Threats were allegedly sent by ‘Rastriya Hindu Sena’

December 29, 2014 08:42 pm | Updated December 30, 2014 12:47 am IST - NEW DELHI:

At least seven participants of the All-India Oriental Conference (AIOC) to be held in Guwahati next month have dropped out after receiving threat letters.

The letters, received only by Muslim scholars, state: “If you will come at Guwahati, Assam, our people will kill you [sic].”

The threats have been sent under the letter head “Rastriya Hindu Sena” and the address is of Bhartiya Vichar Sadhna publications, Sangh Karyalaya, Nagpore. A letter received by Jawaharlal Nehru University Arabic professor Rizwanur Rehman by speed post was sent from Vadodara, Gujarat.

Following the threat, at least seven teachers of the Aligarh Muslim University have dropped out of the event. In a letter to the organisers, Islamic Studies scholar Abdul Majid Khan wrote, “Assam has witnessed another wave of killings. It is desirable that Islamic Studies section conference is held either in Delhi or in Aligarh where participants can make their presentation.”
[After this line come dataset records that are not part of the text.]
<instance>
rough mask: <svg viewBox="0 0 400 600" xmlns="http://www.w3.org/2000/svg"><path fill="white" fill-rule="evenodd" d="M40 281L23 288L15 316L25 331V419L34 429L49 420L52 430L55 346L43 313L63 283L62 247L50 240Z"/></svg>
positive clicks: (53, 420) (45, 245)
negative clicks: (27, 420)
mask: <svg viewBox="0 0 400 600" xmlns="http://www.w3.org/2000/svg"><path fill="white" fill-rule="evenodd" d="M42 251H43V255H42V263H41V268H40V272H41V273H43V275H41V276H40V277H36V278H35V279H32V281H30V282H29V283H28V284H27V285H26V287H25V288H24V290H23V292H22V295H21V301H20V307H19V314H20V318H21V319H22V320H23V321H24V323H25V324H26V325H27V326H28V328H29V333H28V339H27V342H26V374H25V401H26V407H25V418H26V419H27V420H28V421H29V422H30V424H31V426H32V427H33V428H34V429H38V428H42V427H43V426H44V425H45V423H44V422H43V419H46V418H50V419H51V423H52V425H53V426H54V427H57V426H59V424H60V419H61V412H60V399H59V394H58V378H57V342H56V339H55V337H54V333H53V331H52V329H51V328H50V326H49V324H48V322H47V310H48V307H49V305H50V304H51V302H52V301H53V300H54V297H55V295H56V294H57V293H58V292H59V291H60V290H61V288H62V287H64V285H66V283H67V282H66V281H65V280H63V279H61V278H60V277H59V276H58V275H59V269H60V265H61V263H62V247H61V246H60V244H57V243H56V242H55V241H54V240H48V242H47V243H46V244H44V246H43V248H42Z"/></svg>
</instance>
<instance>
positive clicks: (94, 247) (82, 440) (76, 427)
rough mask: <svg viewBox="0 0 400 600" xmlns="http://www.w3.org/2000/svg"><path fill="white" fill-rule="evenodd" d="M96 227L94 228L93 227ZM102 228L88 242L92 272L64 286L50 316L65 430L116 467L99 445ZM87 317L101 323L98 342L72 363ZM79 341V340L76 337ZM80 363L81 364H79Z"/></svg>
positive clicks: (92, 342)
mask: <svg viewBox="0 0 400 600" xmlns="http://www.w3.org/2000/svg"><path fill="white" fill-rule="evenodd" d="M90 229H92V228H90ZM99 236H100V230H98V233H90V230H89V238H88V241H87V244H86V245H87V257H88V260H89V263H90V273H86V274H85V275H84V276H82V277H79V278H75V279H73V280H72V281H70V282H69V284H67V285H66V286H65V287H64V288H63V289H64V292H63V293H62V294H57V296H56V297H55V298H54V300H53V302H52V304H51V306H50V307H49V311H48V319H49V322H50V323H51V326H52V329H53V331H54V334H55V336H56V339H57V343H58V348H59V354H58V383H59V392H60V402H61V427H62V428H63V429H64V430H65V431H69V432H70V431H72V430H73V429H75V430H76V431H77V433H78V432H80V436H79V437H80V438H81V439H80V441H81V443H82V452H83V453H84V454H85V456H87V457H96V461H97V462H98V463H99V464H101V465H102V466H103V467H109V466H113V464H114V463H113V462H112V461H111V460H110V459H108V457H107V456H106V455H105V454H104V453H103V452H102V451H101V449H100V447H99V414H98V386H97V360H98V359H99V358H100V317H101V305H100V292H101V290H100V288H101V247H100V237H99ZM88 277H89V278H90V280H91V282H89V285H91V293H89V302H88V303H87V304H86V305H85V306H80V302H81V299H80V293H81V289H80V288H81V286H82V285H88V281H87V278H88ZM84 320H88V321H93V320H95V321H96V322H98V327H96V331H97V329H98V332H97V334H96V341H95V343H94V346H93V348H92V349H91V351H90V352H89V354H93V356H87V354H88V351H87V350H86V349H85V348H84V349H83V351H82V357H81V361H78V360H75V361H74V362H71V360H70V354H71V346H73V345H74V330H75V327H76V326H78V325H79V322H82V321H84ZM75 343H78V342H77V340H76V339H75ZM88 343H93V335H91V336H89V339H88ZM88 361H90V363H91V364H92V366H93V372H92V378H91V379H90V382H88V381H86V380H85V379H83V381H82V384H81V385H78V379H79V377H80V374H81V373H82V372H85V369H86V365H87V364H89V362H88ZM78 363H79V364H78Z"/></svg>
“We are academic people and we do not feel safe going there right now. So we are dropping out,” Mr. Khan told The Hindu.

The AIOC is the most prestigious biennale of Indology being held since 1919. It was started by the Bhandarkar Oriental Research Institute (BORI), Pune, where its office is located. BORI was last in the news a decade ago when it was vandalised by Maratha activists who were protesting its collaboration with author James Laine.

Papers on several subjects, including Sanskrit, Islamic Studies and Assamese, Pali, Persian and Arabic, will be presented and around 1,100 scholars have registered for the conference to be held at Gauhati University from January 2 to 4.

AIOC joint secretary Sujata Purkayastha told The Hindu on the phone from Guwahati that they have so far not received any withdrawal letter from the scholars. “We have informed the police as these letters have caused stress to the participants. We have assured them full security,” she said.


Leaders of two organisations – based in Karnataka and Madhya Pradesh — that use the banner “Rashtriya Hindu Sena” have denied any involvement in sending the threatening letters. Karnataka’s Pramod Muthalik told The Hindu, “In Nagpur, another group called Hindu Rashtra Sena is active but it is unlikely that it is behind these letters as it is not involved in academics.”

Bhopal’s Surendra Parmar said the letters seem to be a hoax. “Hindu Rashtra Sena’s Dhananjay Desai is in jail [for an alleged murder in Pune.] This looks like the work of a disgruntled individual.”